1

I have a string "Test||Test1||test2" that I want to tokenize by ||. However, what I got is always the individual characters (with 2 empty chars at both ends):

"" "T" "e" "s" "t" "1" "|" "|" "T" "e" "s" "t" "2" "|" "|" "T" "e" "s" "t" "3" ""

I have tried both: strsplit(myString, "||") and str_split(myString, "||") from the library tidyverse (from this tutorial, seems like it should work) but got the same incorrect result.
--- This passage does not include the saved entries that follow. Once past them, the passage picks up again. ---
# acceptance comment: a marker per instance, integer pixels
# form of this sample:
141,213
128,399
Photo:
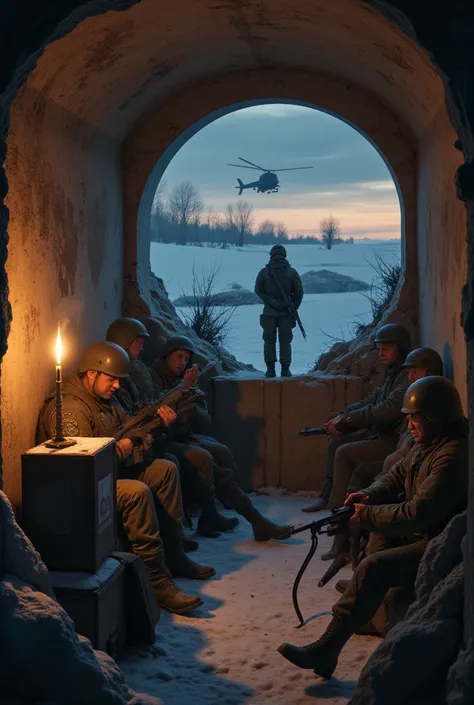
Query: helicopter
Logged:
268,182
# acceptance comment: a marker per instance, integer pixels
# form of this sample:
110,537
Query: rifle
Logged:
336,521
146,420
288,303
317,431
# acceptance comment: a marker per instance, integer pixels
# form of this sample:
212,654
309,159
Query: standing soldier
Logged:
277,275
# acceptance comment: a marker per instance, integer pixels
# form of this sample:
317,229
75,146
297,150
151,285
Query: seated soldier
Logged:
421,362
148,494
433,478
197,474
367,430
201,452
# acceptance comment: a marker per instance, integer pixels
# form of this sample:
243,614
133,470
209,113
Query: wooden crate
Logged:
69,503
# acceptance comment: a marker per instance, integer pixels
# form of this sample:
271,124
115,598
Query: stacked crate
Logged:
69,514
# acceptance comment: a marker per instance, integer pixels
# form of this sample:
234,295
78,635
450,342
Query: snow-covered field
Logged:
227,654
323,315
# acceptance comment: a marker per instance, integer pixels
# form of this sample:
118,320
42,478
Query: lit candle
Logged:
59,441
59,400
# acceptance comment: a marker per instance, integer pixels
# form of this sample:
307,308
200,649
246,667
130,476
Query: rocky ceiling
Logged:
113,67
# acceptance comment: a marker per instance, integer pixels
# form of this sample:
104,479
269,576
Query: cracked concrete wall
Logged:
260,419
65,257
442,260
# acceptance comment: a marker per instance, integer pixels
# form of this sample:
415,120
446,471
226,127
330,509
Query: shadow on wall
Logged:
448,362
238,419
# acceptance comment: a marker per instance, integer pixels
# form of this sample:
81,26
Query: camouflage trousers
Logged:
283,325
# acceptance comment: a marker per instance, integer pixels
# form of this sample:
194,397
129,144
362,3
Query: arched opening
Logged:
349,179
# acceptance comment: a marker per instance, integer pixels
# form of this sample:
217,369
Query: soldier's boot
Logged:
211,523
169,596
340,545
263,529
341,585
270,370
322,501
176,560
321,655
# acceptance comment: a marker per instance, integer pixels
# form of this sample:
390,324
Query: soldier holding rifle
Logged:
280,288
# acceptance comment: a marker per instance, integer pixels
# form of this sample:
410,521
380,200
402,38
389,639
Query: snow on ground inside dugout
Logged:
325,316
227,653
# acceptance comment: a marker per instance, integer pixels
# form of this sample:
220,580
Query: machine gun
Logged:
146,420
335,522
287,302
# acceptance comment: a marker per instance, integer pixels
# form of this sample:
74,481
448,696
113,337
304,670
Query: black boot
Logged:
322,501
322,655
211,523
270,370
340,545
263,529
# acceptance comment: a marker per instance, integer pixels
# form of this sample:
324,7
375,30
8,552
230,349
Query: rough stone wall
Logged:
441,250
65,257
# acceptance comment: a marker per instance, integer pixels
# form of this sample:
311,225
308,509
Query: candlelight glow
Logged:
59,347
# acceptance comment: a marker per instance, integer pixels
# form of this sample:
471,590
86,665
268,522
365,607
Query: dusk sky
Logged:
349,181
How do I tokenize string based on double/multiple-character delimiter?

hydradon
  • 1,316
  • 1
  • 21
  • 52
  • 1
    Duplicate of [strsplit with vertical bar (pipe)](https://stackoverflow.com/questions/23193219/strsplit-with-vertical-bar-pipe) and [How to strsplit using '|' character, it behaves unexpectedly?](https://stackoverflow.com/questions/6382425/how-to-strsplit-using-character-it-behaves-unexpectedly) – M-- Oct 17 '19 at 22:09
  • 1
    @M-- Ok I agree, I did not know the pipe char `|` was a special character in R. Thanks – hydradon Oct 17 '19 at 22:12

1 Answers1

1

We can wrap with fixed as | is a metacharacter for OR

library(stringr)
str_split(myString, fixed("||"))[[1]]
#[1] "Test"  "Test1" "test2"

Or another option is to escape (\\ - as @joran mentioned in the comments) or place it inside a square bracket

data

myString <- "Test||Test1||test2"
Community
  • 1
  • 1
akrun
  • 874,273
  • 37
  • 540
  • 662